È quasi certo che l'insegnamento pitagorico avesse un aspetto mistico-religioso consistente in un addottrinamento dogmatico, secondo il noto motto della scuola “αὐτὸς ἔφα” o “ipse dixit” (lo ha detto lui) e un contenuto che molto probabilmente riguardava gli opposti ed i numeri (in quanto principi cosmologici), da intendersi però, come hanno osservato vari autori, tra cui Edouard Schuré e René Guénon, in un senso non solo quantitativo, ma anche qualitativo e simbolico.
"Scienza" e musica
Riguardo alle elaborazioni scientifiche attribuite a Pitagora, gli storici della filosofia non sono in grado di averne certezza.
Le dottrine astronomiche sono sicuramente state elaborate dai suoi discepoli nella seconda metà del V sec. a.C.
Il teorema per cui il filosofo è famoso era già noto agli antichi Babilonesi, ma alcune testimonianze, tra cui Proclo riferiscono che Pitagora ne avrebbe intuito la validità, mentre si deve a lui avere indicato come sostanza primigenia (archè) l'armonia determinata dal rapporto tra i numeri e le note musicali.
Infatti si dovrebbe a lui l'invenzione della scala musicale.
« Si narra che il filosofo-mago-scienziato avesse scoperto per caso il fondo numerologico, matematico dell'armonia musicale. Passando davanti all'officina di un fabbro, egli sarebbe rimasto colpito dal modo in cui i martelli dell'artigiano, battendo il ferro sull'incudine, riuscivano a produrre echi in accordo tra loro. E soprattutto fu sorpreso della corrispondenza tra rapporti numerici semplici e consonanze sonore... »

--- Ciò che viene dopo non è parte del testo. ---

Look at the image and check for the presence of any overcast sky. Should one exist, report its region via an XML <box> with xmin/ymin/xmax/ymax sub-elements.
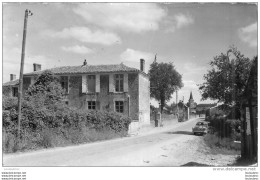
<box><xmin>3</xmin><ymin>3</ymin><xmax>257</xmax><ymax>103</ymax></box>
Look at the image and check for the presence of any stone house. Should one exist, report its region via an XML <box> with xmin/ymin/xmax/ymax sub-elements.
<box><xmin>3</xmin><ymin>59</ymin><xmax>150</xmax><ymax>127</ymax></box>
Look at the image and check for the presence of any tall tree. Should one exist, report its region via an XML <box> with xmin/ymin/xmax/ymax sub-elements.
<box><xmin>149</xmin><ymin>59</ymin><xmax>183</xmax><ymax>113</ymax></box>
<box><xmin>199</xmin><ymin>47</ymin><xmax>250</xmax><ymax>108</ymax></box>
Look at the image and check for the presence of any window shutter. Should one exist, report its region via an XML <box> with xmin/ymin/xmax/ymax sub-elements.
<box><xmin>96</xmin><ymin>74</ymin><xmax>100</xmax><ymax>92</ymax></box>
<box><xmin>109</xmin><ymin>74</ymin><xmax>115</xmax><ymax>92</ymax></box>
<box><xmin>82</xmin><ymin>75</ymin><xmax>88</xmax><ymax>93</ymax></box>
<box><xmin>31</xmin><ymin>77</ymin><xmax>34</xmax><ymax>85</ymax></box>
<box><xmin>124</xmin><ymin>74</ymin><xmax>128</xmax><ymax>92</ymax></box>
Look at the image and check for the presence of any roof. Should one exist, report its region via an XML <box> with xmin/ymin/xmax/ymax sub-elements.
<box><xmin>25</xmin><ymin>63</ymin><xmax>147</xmax><ymax>76</ymax></box>
<box><xmin>3</xmin><ymin>79</ymin><xmax>19</xmax><ymax>86</ymax></box>
<box><xmin>190</xmin><ymin>91</ymin><xmax>193</xmax><ymax>99</ymax></box>
<box><xmin>197</xmin><ymin>103</ymin><xmax>217</xmax><ymax>108</ymax></box>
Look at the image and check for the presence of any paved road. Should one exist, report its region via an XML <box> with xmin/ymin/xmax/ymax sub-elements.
<box><xmin>3</xmin><ymin>119</ymin><xmax>201</xmax><ymax>166</ymax></box>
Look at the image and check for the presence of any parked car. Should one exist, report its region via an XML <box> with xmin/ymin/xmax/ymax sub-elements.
<box><xmin>192</xmin><ymin>121</ymin><xmax>208</xmax><ymax>135</ymax></box>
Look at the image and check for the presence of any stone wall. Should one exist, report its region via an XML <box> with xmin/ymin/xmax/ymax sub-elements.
<box><xmin>128</xmin><ymin>74</ymin><xmax>139</xmax><ymax>120</ymax></box>
<box><xmin>67</xmin><ymin>73</ymin><xmax>139</xmax><ymax>120</ymax></box>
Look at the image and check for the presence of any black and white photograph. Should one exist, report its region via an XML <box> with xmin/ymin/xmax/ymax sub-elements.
<box><xmin>1</xmin><ymin>2</ymin><xmax>258</xmax><ymax>180</ymax></box>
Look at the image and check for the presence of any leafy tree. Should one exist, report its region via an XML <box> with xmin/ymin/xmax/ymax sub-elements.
<box><xmin>199</xmin><ymin>47</ymin><xmax>250</xmax><ymax>108</ymax></box>
<box><xmin>149</xmin><ymin>60</ymin><xmax>183</xmax><ymax>113</ymax></box>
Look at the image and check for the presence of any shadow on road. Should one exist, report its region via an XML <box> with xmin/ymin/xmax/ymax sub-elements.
<box><xmin>166</xmin><ymin>131</ymin><xmax>193</xmax><ymax>135</ymax></box>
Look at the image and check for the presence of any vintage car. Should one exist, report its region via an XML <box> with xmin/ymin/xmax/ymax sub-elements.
<box><xmin>192</xmin><ymin>121</ymin><xmax>208</xmax><ymax>135</ymax></box>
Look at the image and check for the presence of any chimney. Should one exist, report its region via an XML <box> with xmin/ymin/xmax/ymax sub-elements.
<box><xmin>140</xmin><ymin>59</ymin><xmax>145</xmax><ymax>72</ymax></box>
<box><xmin>10</xmin><ymin>74</ymin><xmax>16</xmax><ymax>81</ymax></box>
<box><xmin>83</xmin><ymin>59</ymin><xmax>88</xmax><ymax>66</ymax></box>
<box><xmin>33</xmin><ymin>63</ymin><xmax>42</xmax><ymax>71</ymax></box>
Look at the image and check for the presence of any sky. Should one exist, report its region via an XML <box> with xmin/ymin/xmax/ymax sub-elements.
<box><xmin>2</xmin><ymin>3</ymin><xmax>258</xmax><ymax>106</ymax></box>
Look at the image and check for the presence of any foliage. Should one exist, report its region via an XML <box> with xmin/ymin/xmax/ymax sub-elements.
<box><xmin>149</xmin><ymin>61</ymin><xmax>183</xmax><ymax>112</ymax></box>
<box><xmin>2</xmin><ymin>71</ymin><xmax>131</xmax><ymax>152</ymax></box>
<box><xmin>25</xmin><ymin>70</ymin><xmax>65</xmax><ymax>106</ymax></box>
<box><xmin>199</xmin><ymin>47</ymin><xmax>250</xmax><ymax>105</ymax></box>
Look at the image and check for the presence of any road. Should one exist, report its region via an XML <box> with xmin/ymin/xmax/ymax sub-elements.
<box><xmin>3</xmin><ymin>119</ymin><xmax>238</xmax><ymax>167</ymax></box>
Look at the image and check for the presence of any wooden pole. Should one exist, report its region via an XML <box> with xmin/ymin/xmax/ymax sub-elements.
<box><xmin>17</xmin><ymin>9</ymin><xmax>32</xmax><ymax>146</ymax></box>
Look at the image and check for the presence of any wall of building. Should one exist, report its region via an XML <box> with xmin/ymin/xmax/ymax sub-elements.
<box><xmin>128</xmin><ymin>74</ymin><xmax>139</xmax><ymax>121</ymax></box>
<box><xmin>139</xmin><ymin>74</ymin><xmax>150</xmax><ymax>124</ymax></box>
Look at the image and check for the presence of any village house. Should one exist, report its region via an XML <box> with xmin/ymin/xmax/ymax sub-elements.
<box><xmin>3</xmin><ymin>59</ymin><xmax>150</xmax><ymax>129</ymax></box>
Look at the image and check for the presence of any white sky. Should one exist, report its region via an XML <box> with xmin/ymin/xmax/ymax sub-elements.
<box><xmin>3</xmin><ymin>3</ymin><xmax>257</xmax><ymax>103</ymax></box>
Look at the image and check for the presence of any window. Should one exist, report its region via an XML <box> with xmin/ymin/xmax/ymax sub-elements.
<box><xmin>12</xmin><ymin>87</ymin><xmax>18</xmax><ymax>97</ymax></box>
<box><xmin>115</xmin><ymin>101</ymin><xmax>124</xmax><ymax>113</ymax></box>
<box><xmin>61</xmin><ymin>76</ymin><xmax>69</xmax><ymax>93</ymax></box>
<box><xmin>87</xmin><ymin>75</ymin><xmax>96</xmax><ymax>93</ymax></box>
<box><xmin>88</xmin><ymin>101</ymin><xmax>96</xmax><ymax>109</ymax></box>
<box><xmin>115</xmin><ymin>74</ymin><xmax>124</xmax><ymax>92</ymax></box>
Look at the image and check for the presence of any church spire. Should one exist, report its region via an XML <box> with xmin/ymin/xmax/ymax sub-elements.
<box><xmin>190</xmin><ymin>91</ymin><xmax>193</xmax><ymax>99</ymax></box>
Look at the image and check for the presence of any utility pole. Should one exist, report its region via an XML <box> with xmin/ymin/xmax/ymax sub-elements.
<box><xmin>17</xmin><ymin>9</ymin><xmax>33</xmax><ymax>146</ymax></box>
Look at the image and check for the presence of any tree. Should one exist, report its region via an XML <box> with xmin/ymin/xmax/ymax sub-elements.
<box><xmin>25</xmin><ymin>70</ymin><xmax>65</xmax><ymax>105</ymax></box>
<box><xmin>199</xmin><ymin>47</ymin><xmax>250</xmax><ymax>106</ymax></box>
<box><xmin>149</xmin><ymin>60</ymin><xmax>183</xmax><ymax>113</ymax></box>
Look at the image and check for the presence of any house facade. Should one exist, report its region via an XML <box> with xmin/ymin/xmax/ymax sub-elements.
<box><xmin>3</xmin><ymin>59</ymin><xmax>150</xmax><ymax>126</ymax></box>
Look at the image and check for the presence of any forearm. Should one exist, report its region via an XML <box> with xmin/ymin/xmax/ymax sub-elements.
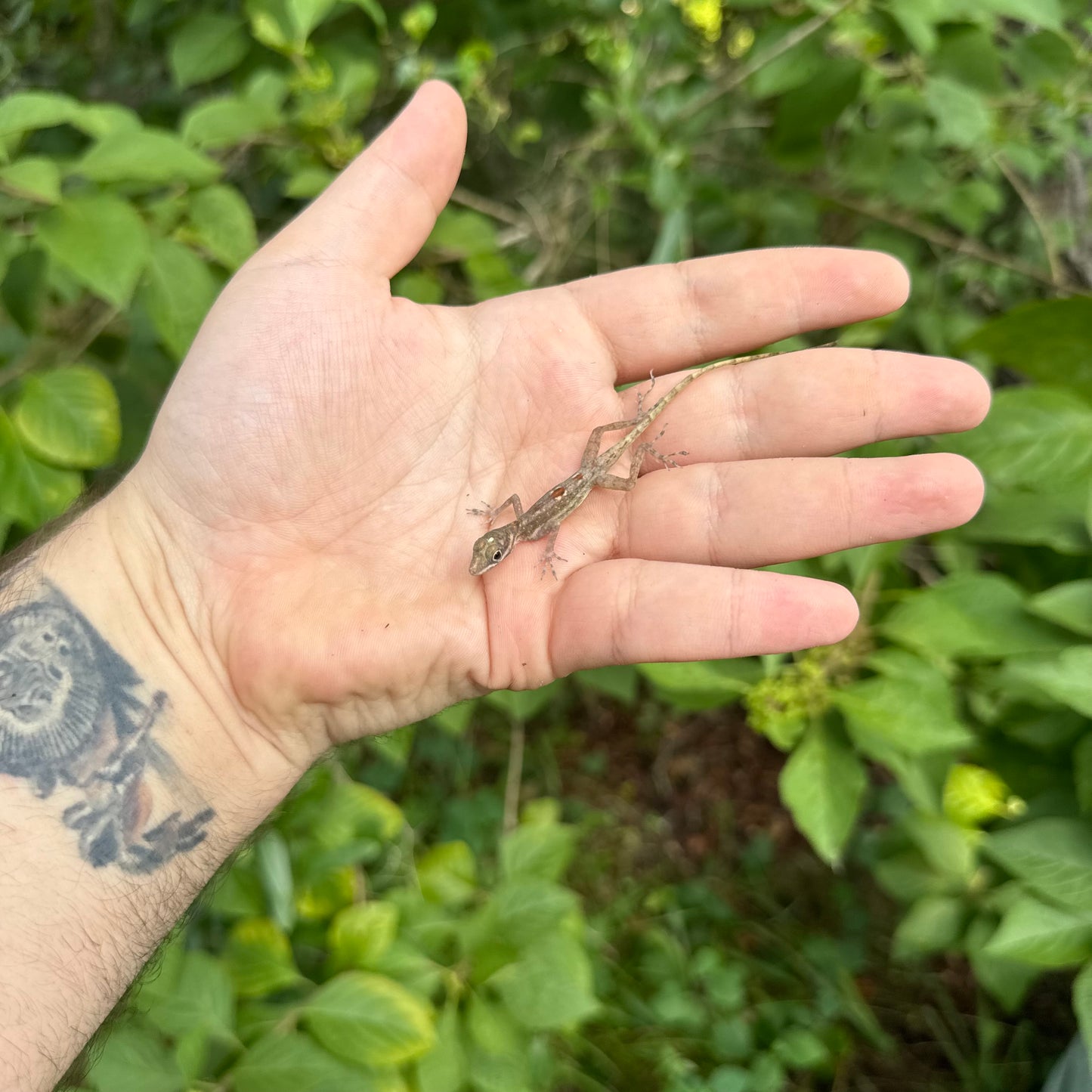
<box><xmin>0</xmin><ymin>503</ymin><xmax>298</xmax><ymax>1092</ymax></box>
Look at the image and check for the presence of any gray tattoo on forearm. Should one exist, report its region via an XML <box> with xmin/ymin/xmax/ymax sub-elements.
<box><xmin>0</xmin><ymin>581</ymin><xmax>215</xmax><ymax>873</ymax></box>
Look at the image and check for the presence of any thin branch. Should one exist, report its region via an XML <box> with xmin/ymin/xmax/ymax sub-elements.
<box><xmin>505</xmin><ymin>721</ymin><xmax>526</xmax><ymax>834</ymax></box>
<box><xmin>994</xmin><ymin>153</ymin><xmax>1066</xmax><ymax>284</ymax></box>
<box><xmin>680</xmin><ymin>0</ymin><xmax>855</xmax><ymax>118</ymax></box>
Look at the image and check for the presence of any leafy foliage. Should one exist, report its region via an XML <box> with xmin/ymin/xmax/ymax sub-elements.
<box><xmin>6</xmin><ymin>0</ymin><xmax>1092</xmax><ymax>1092</ymax></box>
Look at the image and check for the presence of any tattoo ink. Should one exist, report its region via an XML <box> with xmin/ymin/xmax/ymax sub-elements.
<box><xmin>0</xmin><ymin>581</ymin><xmax>215</xmax><ymax>873</ymax></box>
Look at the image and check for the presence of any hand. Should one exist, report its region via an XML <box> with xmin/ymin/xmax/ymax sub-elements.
<box><xmin>110</xmin><ymin>83</ymin><xmax>988</xmax><ymax>763</ymax></box>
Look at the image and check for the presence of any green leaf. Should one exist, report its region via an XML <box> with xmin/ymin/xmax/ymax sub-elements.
<box><xmin>417</xmin><ymin>842</ymin><xmax>477</xmax><ymax>906</ymax></box>
<box><xmin>302</xmin><ymin>971</ymin><xmax>436</xmax><ymax>1068</ymax></box>
<box><xmin>230</xmin><ymin>1031</ymin><xmax>377</xmax><ymax>1092</ymax></box>
<box><xmin>880</xmin><ymin>572</ymin><xmax>1069</xmax><ymax>660</ymax></box>
<box><xmin>0</xmin><ymin>156</ymin><xmax>61</xmax><ymax>204</ymax></box>
<box><xmin>0</xmin><ymin>410</ymin><xmax>83</xmax><ymax>531</ymax></box>
<box><xmin>189</xmin><ymin>186</ymin><xmax>258</xmax><ymax>271</ymax></box>
<box><xmin>1073</xmin><ymin>963</ymin><xmax>1092</xmax><ymax>1066</ymax></box>
<box><xmin>88</xmin><ymin>1026</ymin><xmax>188</xmax><ymax>1092</ymax></box>
<box><xmin>778</xmin><ymin>724</ymin><xmax>868</xmax><ymax>865</ymax></box>
<box><xmin>489</xmin><ymin>933</ymin><xmax>599</xmax><ymax>1031</ymax></box>
<box><xmin>500</xmin><ymin>824</ymin><xmax>576</xmax><ymax>880</ymax></box>
<box><xmin>326</xmin><ymin>902</ymin><xmax>398</xmax><ymax>969</ymax></box>
<box><xmin>417</xmin><ymin>1004</ymin><xmax>467</xmax><ymax>1092</ymax></box>
<box><xmin>180</xmin><ymin>95</ymin><xmax>284</xmax><ymax>150</ymax></box>
<box><xmin>983</xmin><ymin>896</ymin><xmax>1092</xmax><ymax>967</ymax></box>
<box><xmin>962</xmin><ymin>481</ymin><xmax>1092</xmax><ymax>554</ymax></box>
<box><xmin>167</xmin><ymin>12</ymin><xmax>250</xmax><ymax>88</ymax></box>
<box><xmin>488</xmin><ymin>879</ymin><xmax>580</xmax><ymax>948</ymax></box>
<box><xmin>1073</xmin><ymin>733</ymin><xmax>1092</xmax><ymax>815</ymax></box>
<box><xmin>892</xmin><ymin>896</ymin><xmax>967</xmax><ymax>959</ymax></box>
<box><xmin>73</xmin><ymin>129</ymin><xmax>221</xmax><ymax>186</ymax></box>
<box><xmin>255</xmin><ymin>830</ymin><xmax>296</xmax><ymax>933</ymax></box>
<box><xmin>12</xmin><ymin>365</ymin><xmax>121</xmax><ymax>469</ymax></box>
<box><xmin>1028</xmin><ymin>580</ymin><xmax>1092</xmax><ymax>636</ymax></box>
<box><xmin>142</xmin><ymin>239</ymin><xmax>218</xmax><ymax>360</ymax></box>
<box><xmin>925</xmin><ymin>76</ymin><xmax>994</xmax><ymax>149</ymax></box>
<box><xmin>834</xmin><ymin>678</ymin><xmax>974</xmax><ymax>754</ymax></box>
<box><xmin>39</xmin><ymin>193</ymin><xmax>150</xmax><ymax>307</ymax></box>
<box><xmin>943</xmin><ymin>384</ymin><xmax>1092</xmax><ymax>489</ymax></box>
<box><xmin>0</xmin><ymin>91</ymin><xmax>81</xmax><ymax>137</ymax></box>
<box><xmin>1001</xmin><ymin>645</ymin><xmax>1092</xmax><ymax>716</ymax></box>
<box><xmin>138</xmin><ymin>951</ymin><xmax>235</xmax><ymax>1036</ymax></box>
<box><xmin>225</xmin><ymin>917</ymin><xmax>302</xmax><ymax>997</ymax></box>
<box><xmin>983</xmin><ymin>818</ymin><xmax>1092</xmax><ymax>912</ymax></box>
<box><xmin>960</xmin><ymin>296</ymin><xmax>1092</xmax><ymax>399</ymax></box>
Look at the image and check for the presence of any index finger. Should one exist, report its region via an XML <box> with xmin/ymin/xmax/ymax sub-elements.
<box><xmin>550</xmin><ymin>247</ymin><xmax>910</xmax><ymax>382</ymax></box>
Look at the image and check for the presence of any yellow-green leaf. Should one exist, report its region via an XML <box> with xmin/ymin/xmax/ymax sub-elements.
<box><xmin>12</xmin><ymin>365</ymin><xmax>121</xmax><ymax>469</ymax></box>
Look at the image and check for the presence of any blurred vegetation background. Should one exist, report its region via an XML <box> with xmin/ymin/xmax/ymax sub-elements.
<box><xmin>0</xmin><ymin>0</ymin><xmax>1092</xmax><ymax>1092</ymax></box>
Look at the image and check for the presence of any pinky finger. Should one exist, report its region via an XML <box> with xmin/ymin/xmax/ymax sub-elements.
<box><xmin>550</xmin><ymin>559</ymin><xmax>857</xmax><ymax>675</ymax></box>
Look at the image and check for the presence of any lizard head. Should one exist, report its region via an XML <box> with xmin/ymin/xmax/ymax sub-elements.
<box><xmin>471</xmin><ymin>523</ymin><xmax>515</xmax><ymax>577</ymax></box>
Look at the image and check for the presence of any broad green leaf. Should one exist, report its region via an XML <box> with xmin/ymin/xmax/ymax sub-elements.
<box><xmin>485</xmin><ymin>682</ymin><xmax>561</xmax><ymax>722</ymax></box>
<box><xmin>39</xmin><ymin>193</ymin><xmax>150</xmax><ymax>307</ymax></box>
<box><xmin>466</xmin><ymin>994</ymin><xmax>531</xmax><ymax>1092</ymax></box>
<box><xmin>302</xmin><ymin>971</ymin><xmax>436</xmax><ymax>1068</ymax></box>
<box><xmin>181</xmin><ymin>95</ymin><xmax>284</xmax><ymax>150</ymax></box>
<box><xmin>925</xmin><ymin>76</ymin><xmax>994</xmax><ymax>149</ymax></box>
<box><xmin>880</xmin><ymin>572</ymin><xmax>1069</xmax><ymax>660</ymax></box>
<box><xmin>72</xmin><ymin>129</ymin><xmax>221</xmax><ymax>186</ymax></box>
<box><xmin>417</xmin><ymin>842</ymin><xmax>477</xmax><ymax>906</ymax></box>
<box><xmin>778</xmin><ymin>724</ymin><xmax>868</xmax><ymax>864</ymax></box>
<box><xmin>983</xmin><ymin>818</ymin><xmax>1092</xmax><ymax>912</ymax></box>
<box><xmin>225</xmin><ymin>917</ymin><xmax>302</xmax><ymax>997</ymax></box>
<box><xmin>138</xmin><ymin>951</ymin><xmax>235</xmax><ymax>1036</ymax></box>
<box><xmin>1073</xmin><ymin>963</ymin><xmax>1092</xmax><ymax>1066</ymax></box>
<box><xmin>1001</xmin><ymin>645</ymin><xmax>1092</xmax><ymax>716</ymax></box>
<box><xmin>417</xmin><ymin>1004</ymin><xmax>467</xmax><ymax>1092</ymax></box>
<box><xmin>0</xmin><ymin>156</ymin><xmax>61</xmax><ymax>204</ymax></box>
<box><xmin>943</xmin><ymin>384</ymin><xmax>1092</xmax><ymax>489</ymax></box>
<box><xmin>230</xmin><ymin>1031</ymin><xmax>377</xmax><ymax>1092</ymax></box>
<box><xmin>834</xmin><ymin>678</ymin><xmax>974</xmax><ymax>754</ymax></box>
<box><xmin>188</xmin><ymin>186</ymin><xmax>258</xmax><ymax>270</ymax></box>
<box><xmin>892</xmin><ymin>896</ymin><xmax>967</xmax><ymax>959</ymax></box>
<box><xmin>983</xmin><ymin>896</ymin><xmax>1092</xmax><ymax>967</ymax></box>
<box><xmin>963</xmin><ymin>915</ymin><xmax>1042</xmax><ymax>1013</ymax></box>
<box><xmin>72</xmin><ymin>103</ymin><xmax>144</xmax><ymax>140</ymax></box>
<box><xmin>326</xmin><ymin>902</ymin><xmax>398</xmax><ymax>969</ymax></box>
<box><xmin>167</xmin><ymin>11</ymin><xmax>250</xmax><ymax>88</ymax></box>
<box><xmin>960</xmin><ymin>296</ymin><xmax>1092</xmax><ymax>399</ymax></box>
<box><xmin>12</xmin><ymin>365</ymin><xmax>121</xmax><ymax>469</ymax></box>
<box><xmin>88</xmin><ymin>1026</ymin><xmax>188</xmax><ymax>1092</ymax></box>
<box><xmin>490</xmin><ymin>933</ymin><xmax>599</xmax><ymax>1031</ymax></box>
<box><xmin>962</xmin><ymin>481</ymin><xmax>1092</xmax><ymax>554</ymax></box>
<box><xmin>0</xmin><ymin>410</ymin><xmax>83</xmax><ymax>531</ymax></box>
<box><xmin>1028</xmin><ymin>580</ymin><xmax>1092</xmax><ymax>636</ymax></box>
<box><xmin>1073</xmin><ymin>732</ymin><xmax>1092</xmax><ymax>815</ymax></box>
<box><xmin>255</xmin><ymin>830</ymin><xmax>296</xmax><ymax>933</ymax></box>
<box><xmin>488</xmin><ymin>879</ymin><xmax>580</xmax><ymax>948</ymax></box>
<box><xmin>500</xmin><ymin>824</ymin><xmax>576</xmax><ymax>880</ymax></box>
<box><xmin>0</xmin><ymin>91</ymin><xmax>81</xmax><ymax>137</ymax></box>
<box><xmin>142</xmin><ymin>239</ymin><xmax>219</xmax><ymax>360</ymax></box>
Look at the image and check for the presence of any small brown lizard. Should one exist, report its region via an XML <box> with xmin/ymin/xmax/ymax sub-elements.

Pitagora avrebbe quindi tradotto sperimentalmente la sua intuizione costruendo un monocordo. Egli tese una corda fra due ponticelli e ricavò l'ottava ponendo una stanghetta esattamente al centro della corda (1:2). Poi ne pose un'altra a 2/3 della lunghezza della corda, stabilendo così l'intervallo di 5a. Sistemando a 3/4 un'altra stanghetta trovò così l'intervallo di 4a. La distanza, in termini di altezza, fra la 4a e la 5a fu per lui molto importante e la chiamò tono.
Dobbiamo probabilmente a lui il concetto di divisione dell'ottava. La scala musicale basata su questi intervalli, che nel Medioevo era attribuita correntemente allo stesso Pitagora, ebbe una particolare importanza teorica, al di là della pratica musicale: Platone, nel dialogo Timeo, la descrisse come fondamento numerico dell'anima del mondo. Nel corso del Medioevo, sulla base del racconto della scoperta delle proporzioni numeriche corrispondenti agli intervalli musicali, riportato da Boezio e da Proclo, Pitagora fu considerato l'inventore della teoria musicale.